If an adverse effect persists, general management approaches include:

  • reducing the opioid dose

  • switching to an alternative opioid (known as opioid rotation)

  • treating the adverse effect with medication if needed

Rotating opioids: When patients rotate opioids, they generally take a lower dose and often experience fewer adverse effects with an equivalent analgesic response. In addition, because of unpredictable cross-tolerance, patients may develop sedation and overdose (or pain and withdrawal) on the new opioid. Therefore, caution and careful monitoring are advised.

Fibromyalgia

Fibromyalgia is a well-defined chronic pain syndrome with a prevalence of 2% to 4%. It is characterized by widespread musculoskeletal pain for at least 3 months in the absence of any inflammatory or metabolic cause and remains a clinical diagnosis of exclusion. It also often involves some combination of chronic fatigue, sleep disturbances, cognitive difficulties, depressed mood, anxiety, headaches, and digestive problems, such as irritable bowel syndrome.

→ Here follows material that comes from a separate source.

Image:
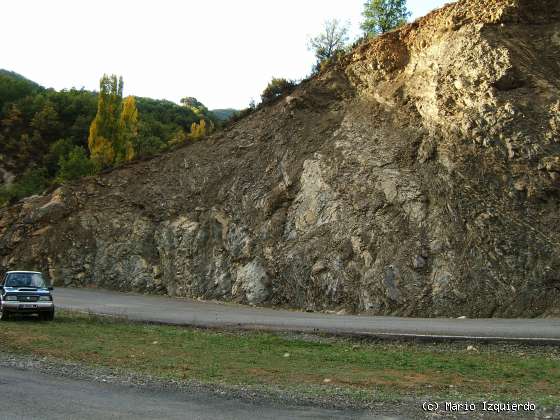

The American College of Rheumatology (ACR) established diagnostic criteria in 1990 and 2010, with a slight revision in 2016 to include a generalized pain criterion.

  • 1990 ACR diagnostic criteria: at least 11 out of 18 positive tender points

  • 2016 ACR diagnostic criteria: a widespread pain index ≥7 and a symptom severity scale score ≥5 or a widespread pain index 3–6 and a symptom severity scale score ≥9; patients must have pain symptoms in ≥4 of 5 regions.

Treatment of fibromyalgia involves both pharmacologic and nonpharmacologic therapy (e.g., graded exercise, meditation, and cognitive behavioral techniques). The three FDA-approved medications for fibromyalgia are duloxetine, milnacipran, and pregabalin. Gabapentin and tricyclic antidepressants are also frequently used. Opioids are not recommended.